Editors' pick: Originally published Dec. 29.
While generally speculative, an investment in gold has rarely appeared so reasonable and has become increasingly so recently. Several factors are behind a brighter sheen on the precious metal, including the stock market rally, the threat of trade wars, the hike in interest rates and gold's own depressed price.
While not without risks, the rally in the stock market could give investors good reason to look to gold for alternatives to stocks. Already at or near its high when Donald Trump triumphed last month, the stock market went on another 6% romp on the sheer hope of deficit spending.
Stocks, already expensive, with price-to-earnings multiples at among the highest levels ever may give investors good reason to direct fresh funds to gold or to diversify out of at least some of their stock holdings.

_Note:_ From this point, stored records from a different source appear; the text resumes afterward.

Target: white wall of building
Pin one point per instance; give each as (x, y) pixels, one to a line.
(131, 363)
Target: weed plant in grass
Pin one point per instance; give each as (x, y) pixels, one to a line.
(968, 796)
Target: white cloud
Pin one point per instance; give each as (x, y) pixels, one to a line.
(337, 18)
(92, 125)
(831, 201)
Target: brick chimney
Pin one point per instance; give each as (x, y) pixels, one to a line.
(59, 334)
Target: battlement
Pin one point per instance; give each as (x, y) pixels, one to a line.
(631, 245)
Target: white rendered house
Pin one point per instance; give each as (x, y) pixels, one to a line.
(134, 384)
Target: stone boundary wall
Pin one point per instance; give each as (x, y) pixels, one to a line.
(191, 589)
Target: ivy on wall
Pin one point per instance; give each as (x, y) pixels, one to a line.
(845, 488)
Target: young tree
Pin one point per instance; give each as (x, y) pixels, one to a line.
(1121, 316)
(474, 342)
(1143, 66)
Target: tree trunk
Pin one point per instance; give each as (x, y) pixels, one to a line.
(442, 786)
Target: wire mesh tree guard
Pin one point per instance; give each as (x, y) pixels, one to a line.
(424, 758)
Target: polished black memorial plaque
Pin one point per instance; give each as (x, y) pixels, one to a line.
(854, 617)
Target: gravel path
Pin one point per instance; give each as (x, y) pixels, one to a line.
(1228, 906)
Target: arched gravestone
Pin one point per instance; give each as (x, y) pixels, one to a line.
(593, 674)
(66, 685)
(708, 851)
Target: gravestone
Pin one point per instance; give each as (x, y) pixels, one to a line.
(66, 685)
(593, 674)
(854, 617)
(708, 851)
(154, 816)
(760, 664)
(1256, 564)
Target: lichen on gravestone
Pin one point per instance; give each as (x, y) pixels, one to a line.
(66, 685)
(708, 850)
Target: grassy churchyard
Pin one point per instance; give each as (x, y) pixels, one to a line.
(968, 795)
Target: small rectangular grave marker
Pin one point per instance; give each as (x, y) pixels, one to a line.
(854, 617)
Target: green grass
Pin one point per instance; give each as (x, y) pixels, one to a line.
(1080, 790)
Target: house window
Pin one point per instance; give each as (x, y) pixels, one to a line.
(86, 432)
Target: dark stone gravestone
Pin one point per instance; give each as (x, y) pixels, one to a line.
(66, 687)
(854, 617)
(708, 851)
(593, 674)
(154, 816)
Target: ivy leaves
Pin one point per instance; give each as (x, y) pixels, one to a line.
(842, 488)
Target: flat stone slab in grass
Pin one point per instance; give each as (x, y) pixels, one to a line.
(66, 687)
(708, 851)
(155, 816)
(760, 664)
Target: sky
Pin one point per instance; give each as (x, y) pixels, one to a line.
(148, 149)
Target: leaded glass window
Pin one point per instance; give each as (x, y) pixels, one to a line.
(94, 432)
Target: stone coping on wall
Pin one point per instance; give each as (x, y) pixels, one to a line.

Any hopes of future stock gains could be highly vulnerable given the very real threat of trade wars, principally with China. If the two nations do come to trading blows it's widely thought the U.S. will suffer more. With its proxy being the stock market, investors have another reason to seek alternatives to a market facing a correction or worse.
Traditionally, bonds provide a sturdy flight to safety -- but not in this financial and economic climate. They have been badly beaten down and with the long-threatened interest rate hikes finally coming to pass any future capital gains don't hold much promise with yields bounding upwards.